CNET: Sony Music Woes Extend To Digital Sales
February 11, 2009 at 5:23 AM (PT)
The struggling music units of SONY CORP. and BERTELSMANN AG merged in 2004 so that a combined company could better fend off illegal file sharing and shrinking CD sales, writes CNET NEWS. The new recording company, named SONY BMG, was expected to wield the kind of resources that could challenge UNIVERSAL MUSIC GROUP as the largest of the four top labels. SONY BMG would own a chunk of U.S. music sales almost as big as UNIVERSAL's.
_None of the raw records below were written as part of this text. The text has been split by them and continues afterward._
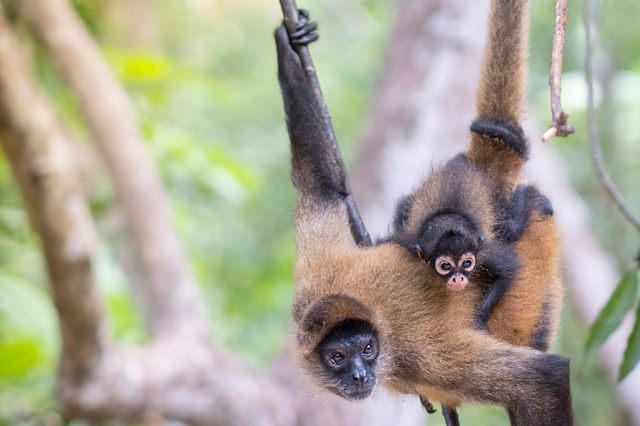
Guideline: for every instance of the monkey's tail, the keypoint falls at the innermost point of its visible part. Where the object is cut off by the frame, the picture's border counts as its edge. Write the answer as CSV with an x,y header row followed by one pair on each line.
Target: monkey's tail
x,y
498,145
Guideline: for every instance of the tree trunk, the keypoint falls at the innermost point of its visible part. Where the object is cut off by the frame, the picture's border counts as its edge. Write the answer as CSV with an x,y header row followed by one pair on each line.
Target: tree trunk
x,y
421,115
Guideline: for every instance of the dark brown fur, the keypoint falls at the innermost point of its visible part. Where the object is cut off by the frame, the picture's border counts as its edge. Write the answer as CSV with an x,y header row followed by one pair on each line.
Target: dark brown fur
x,y
427,344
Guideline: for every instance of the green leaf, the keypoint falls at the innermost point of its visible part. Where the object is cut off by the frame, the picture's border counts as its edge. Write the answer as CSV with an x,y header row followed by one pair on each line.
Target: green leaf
x,y
632,353
622,301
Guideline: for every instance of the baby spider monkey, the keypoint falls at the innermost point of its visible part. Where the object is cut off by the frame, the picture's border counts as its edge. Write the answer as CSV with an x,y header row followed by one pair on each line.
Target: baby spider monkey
x,y
466,229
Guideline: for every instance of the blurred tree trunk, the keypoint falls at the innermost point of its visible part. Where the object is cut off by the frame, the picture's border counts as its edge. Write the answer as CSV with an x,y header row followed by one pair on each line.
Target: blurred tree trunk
x,y
421,115
181,374
132,24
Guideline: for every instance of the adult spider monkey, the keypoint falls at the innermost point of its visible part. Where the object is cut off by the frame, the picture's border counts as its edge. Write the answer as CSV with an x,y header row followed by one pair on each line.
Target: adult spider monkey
x,y
370,314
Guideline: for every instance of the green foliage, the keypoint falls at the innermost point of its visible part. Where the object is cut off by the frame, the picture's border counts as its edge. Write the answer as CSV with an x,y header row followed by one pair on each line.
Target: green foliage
x,y
609,319
632,353
208,104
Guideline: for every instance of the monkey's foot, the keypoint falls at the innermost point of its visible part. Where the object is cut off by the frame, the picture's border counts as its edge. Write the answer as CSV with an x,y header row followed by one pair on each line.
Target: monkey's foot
x,y
480,323
306,31
427,405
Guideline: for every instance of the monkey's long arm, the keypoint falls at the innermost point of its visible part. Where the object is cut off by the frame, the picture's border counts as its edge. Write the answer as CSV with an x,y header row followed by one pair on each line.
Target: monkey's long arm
x,y
498,145
317,168
501,262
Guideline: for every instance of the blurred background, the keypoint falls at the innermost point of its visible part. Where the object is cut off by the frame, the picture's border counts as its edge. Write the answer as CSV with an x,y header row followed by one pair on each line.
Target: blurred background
x,y
202,78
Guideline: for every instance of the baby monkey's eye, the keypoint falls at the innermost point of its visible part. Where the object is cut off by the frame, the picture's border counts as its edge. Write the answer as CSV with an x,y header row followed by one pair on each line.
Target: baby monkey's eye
x,y
337,358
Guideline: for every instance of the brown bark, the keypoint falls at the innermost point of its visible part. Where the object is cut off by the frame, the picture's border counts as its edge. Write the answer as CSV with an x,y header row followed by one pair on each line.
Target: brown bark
x,y
39,153
560,118
172,296
421,116
180,375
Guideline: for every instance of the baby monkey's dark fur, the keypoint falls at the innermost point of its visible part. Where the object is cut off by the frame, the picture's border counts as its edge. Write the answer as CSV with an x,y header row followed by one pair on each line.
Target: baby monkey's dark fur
x,y
426,344
453,237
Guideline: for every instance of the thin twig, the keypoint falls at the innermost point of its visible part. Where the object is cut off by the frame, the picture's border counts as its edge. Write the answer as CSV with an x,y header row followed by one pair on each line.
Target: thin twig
x,y
291,18
561,126
596,150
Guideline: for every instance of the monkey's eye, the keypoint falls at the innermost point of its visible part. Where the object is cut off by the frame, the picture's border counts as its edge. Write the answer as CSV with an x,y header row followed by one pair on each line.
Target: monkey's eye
x,y
336,358
444,265
368,350
468,261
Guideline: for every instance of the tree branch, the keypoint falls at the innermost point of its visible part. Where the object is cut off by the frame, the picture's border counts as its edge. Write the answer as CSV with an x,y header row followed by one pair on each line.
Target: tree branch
x,y
596,150
291,20
39,154
560,118
170,290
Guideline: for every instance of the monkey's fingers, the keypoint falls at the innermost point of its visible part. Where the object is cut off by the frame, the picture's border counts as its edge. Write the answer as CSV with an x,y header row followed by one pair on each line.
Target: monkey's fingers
x,y
305,34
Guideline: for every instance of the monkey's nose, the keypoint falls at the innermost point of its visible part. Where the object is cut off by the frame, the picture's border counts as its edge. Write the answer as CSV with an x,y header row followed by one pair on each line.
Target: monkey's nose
x,y
457,282
359,376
SONY is trying to regroup after buying out BERTELSMANN late last year. It remains the second-largest recording company and currently has the No. 1 album in the country: BRUCE SPRINGSTEEN's "Working on a Dream." SONY MUSIC could also become the first major to renew its music licensing agreement with YOUTUBE, according to sources close to the deal.
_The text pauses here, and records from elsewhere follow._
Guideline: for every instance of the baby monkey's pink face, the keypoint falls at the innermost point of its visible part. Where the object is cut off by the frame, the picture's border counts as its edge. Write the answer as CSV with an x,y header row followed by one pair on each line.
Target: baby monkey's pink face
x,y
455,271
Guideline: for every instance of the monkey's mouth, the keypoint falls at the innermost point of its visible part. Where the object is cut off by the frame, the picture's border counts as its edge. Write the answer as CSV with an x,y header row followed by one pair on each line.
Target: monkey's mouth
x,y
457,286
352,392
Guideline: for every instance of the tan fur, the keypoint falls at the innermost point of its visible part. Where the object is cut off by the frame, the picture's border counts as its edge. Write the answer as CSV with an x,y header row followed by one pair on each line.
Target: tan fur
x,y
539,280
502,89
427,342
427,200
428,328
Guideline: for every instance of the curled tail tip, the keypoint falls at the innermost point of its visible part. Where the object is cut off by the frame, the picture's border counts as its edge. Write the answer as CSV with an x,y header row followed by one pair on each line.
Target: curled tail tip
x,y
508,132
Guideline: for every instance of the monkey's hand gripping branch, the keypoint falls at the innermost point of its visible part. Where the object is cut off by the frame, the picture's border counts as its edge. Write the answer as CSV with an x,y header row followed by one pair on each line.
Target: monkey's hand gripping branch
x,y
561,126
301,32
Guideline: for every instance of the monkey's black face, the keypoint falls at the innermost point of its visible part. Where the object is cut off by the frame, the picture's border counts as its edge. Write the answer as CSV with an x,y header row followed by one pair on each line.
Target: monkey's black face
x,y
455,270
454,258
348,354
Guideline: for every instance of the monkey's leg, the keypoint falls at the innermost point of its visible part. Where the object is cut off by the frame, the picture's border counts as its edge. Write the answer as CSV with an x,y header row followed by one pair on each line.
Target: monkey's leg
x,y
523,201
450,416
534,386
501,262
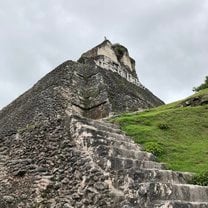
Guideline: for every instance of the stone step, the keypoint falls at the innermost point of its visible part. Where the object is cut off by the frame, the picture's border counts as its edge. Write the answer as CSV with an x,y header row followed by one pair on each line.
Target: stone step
x,y
98,124
168,191
162,176
106,151
179,204
105,135
118,163
92,141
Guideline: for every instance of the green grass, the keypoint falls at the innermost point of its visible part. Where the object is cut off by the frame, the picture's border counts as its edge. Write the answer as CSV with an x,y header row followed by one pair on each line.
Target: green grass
x,y
182,133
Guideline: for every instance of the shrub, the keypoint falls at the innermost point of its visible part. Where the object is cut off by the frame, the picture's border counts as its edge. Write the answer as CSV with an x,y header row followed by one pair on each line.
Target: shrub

As for SONY MUSIC's digital efforts, the news isn't any less gloomy. The company's market share of digital album and song sales has plunged from 28.6% at the time of the merger to 22.5%.
On the technology side of the house, insiders say SONY has struggled to recover from the Rootkit scandal. In 2005, SONY attempted to quietly place copy-prevention software on CDs. The technology, however, opened security holes on a person's hard drive when a CD was loaded into a computer. The software made the PC vulnerable to malware.
SONY was sued by several parties and was widely attacked by the public and press.